6. We do not find that the assessee is entitled to stay of recovery proceedings during the limitation period for the filing of the appeal. There is no deemed stay of liability after the enforceable order is passed by an authority under the statute. Reference may be made to Collector of Customs v. Krishna Sales (P) Ltd. AIR 1994 SC 1239,wherein the court observed as:
6. According to the said para 4, the goods will not be released even where the party succeeds in cases where the Customs authorities decide to go in appeal before the Tribunal or the Supreme Court. They will consider the issuance of such certificate only after the decision of the Tribunal or the Supreme Court, as the case may be. The learned counsel for the respondent characterizes the said direction as arbitrary and contrary to law. We see the force in his submission. If the authorities are of the opinion that the goods ought not to be released pending the appeal, the straightforward course for them is to obtain an order of stay or other appropriate direction from the Tribunal or the Supreme Court, as the case may be. Without obtaining such an order they cannot refuse to implement the order under appeal. As is well-known, mere filing of an appeal does not operate as a stay or suspension of the order appealed against.
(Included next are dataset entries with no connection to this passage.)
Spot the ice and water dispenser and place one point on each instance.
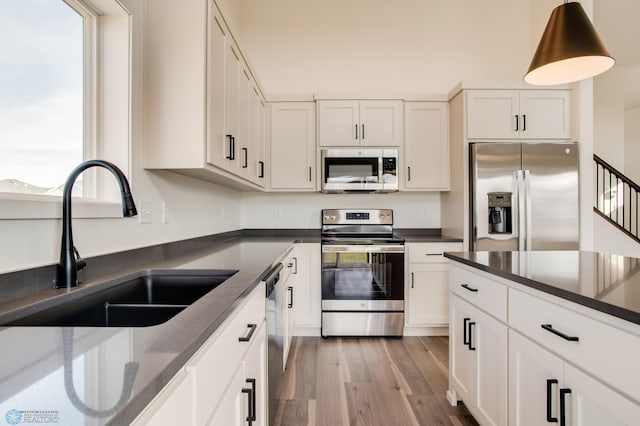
(500, 221)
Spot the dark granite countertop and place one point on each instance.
(32, 358)
(604, 282)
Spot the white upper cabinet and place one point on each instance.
(199, 96)
(518, 114)
(360, 123)
(426, 146)
(293, 146)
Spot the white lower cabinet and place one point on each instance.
(427, 287)
(478, 362)
(224, 383)
(307, 290)
(545, 389)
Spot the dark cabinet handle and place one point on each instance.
(465, 326)
(550, 329)
(252, 329)
(471, 347)
(550, 383)
(251, 399)
(563, 408)
(471, 289)
(232, 148)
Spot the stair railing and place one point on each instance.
(616, 198)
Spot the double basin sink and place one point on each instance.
(150, 298)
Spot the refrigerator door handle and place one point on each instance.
(521, 213)
(527, 209)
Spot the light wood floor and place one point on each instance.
(368, 381)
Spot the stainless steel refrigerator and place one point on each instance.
(524, 196)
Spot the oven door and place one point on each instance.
(363, 277)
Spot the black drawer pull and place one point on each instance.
(550, 328)
(563, 408)
(471, 289)
(252, 329)
(550, 418)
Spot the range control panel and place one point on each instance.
(357, 217)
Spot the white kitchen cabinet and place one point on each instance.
(478, 349)
(197, 100)
(541, 382)
(293, 146)
(427, 287)
(518, 114)
(360, 123)
(426, 146)
(307, 291)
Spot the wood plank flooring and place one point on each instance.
(368, 382)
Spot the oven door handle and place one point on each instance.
(356, 248)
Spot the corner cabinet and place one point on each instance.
(360, 123)
(518, 114)
(293, 146)
(204, 108)
(426, 146)
(203, 393)
(427, 288)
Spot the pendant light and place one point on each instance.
(569, 50)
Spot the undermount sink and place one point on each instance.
(150, 299)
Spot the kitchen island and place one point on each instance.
(536, 336)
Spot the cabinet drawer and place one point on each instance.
(431, 252)
(219, 358)
(604, 351)
(482, 292)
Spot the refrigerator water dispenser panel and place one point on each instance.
(500, 217)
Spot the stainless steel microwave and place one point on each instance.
(359, 170)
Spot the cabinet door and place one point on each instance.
(460, 359)
(591, 403)
(535, 377)
(307, 293)
(218, 142)
(428, 295)
(426, 146)
(174, 402)
(545, 114)
(381, 123)
(489, 337)
(493, 114)
(293, 146)
(339, 123)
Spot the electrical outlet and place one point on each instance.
(166, 215)
(144, 211)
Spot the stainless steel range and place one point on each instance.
(362, 274)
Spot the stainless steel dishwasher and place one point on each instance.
(275, 331)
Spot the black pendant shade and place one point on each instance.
(569, 50)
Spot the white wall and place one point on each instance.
(415, 46)
(302, 210)
(194, 205)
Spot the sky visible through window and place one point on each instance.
(41, 94)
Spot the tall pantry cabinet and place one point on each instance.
(205, 111)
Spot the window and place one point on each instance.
(65, 96)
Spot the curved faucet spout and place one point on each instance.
(67, 270)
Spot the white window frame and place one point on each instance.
(107, 112)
Moreover, such detention is likely to create several complications relating to the demurrage charges besides the possible deterioration of the machinery and goods. We hope and trust that the Collector of Customs, Bombay shall appropriately revise the said public notice in the light of the observations made herein. If he does not do so, there is a likelihood of the Customs authorities being themselves made liable for demurrage charges in appropriate cases.
7. In an another judgment, the Court held that pending appeal, it is open to the Decree holder to execute decree subject to the right of restitution in Inderchand Jain v. Motilal  14 SCC 663.The Court observed as under:
29. Order 41 Rule 1 of the Code stipulates that filing of an appeal would not amount to automatic stay of the execution of the decree. The law acknowledges that during pendency of the appeal it is possible for the decree-holder to get the decree executed. The execution of the decree during pendency of the appeal would, thus, be subject to the restitution of the property in the event the appeal is allowed and the decree is set aside. The court only at the time of passing a judgment and decree reversing that of the appellate court should take into consideration the subsequent events, but, by no stretch of imagination, can refuse to do so despite arriving at the findings that the plaintiff would not be entitled to grant of a decree.
8. In view of the above, mere fact that the petitioner had time limit to file an appeal does not bar the revenue to execute the order passed. We do not find any merit in the present petition.